Selama 400 tahun, diyakini para ahli sejarah dan arkeologi kalau
candi-candi Dieng yang merupakan candi tertua di Jawa sebagai mahakarya
ahli arsitektur pada saat itu. Dieng juga dijadikan sebagai pusat pemujaan
kalangan Hindu. Bahkan, arkeolog asal Universitas Gadjah Mada (UGM)
Yogyakarta Jajang Agus Sonjaya mengatakan jika Dieng menjadi salah satu
pusat pendidikan arsitektur selain sebagai pusat agama.

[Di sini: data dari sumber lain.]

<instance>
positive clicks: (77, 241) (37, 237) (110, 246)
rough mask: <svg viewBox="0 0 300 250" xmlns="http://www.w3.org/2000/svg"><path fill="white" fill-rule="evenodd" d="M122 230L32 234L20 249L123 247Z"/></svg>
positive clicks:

“Jika dilihat secara seksama, pahatan-pahatan yang ada di candi Dieng
terus mengalami perkembangan. Sentuhan kultur India yang masuk ke Dieng
dapat dilihat adanya Arca Kudu di Candi Bima. Namun demikian, pahatan
atau arsitektur yang dibangun lebih kreatif, karena merupakan hasil
pengembangan pendidikan arsitek kala itu,”jelasnya.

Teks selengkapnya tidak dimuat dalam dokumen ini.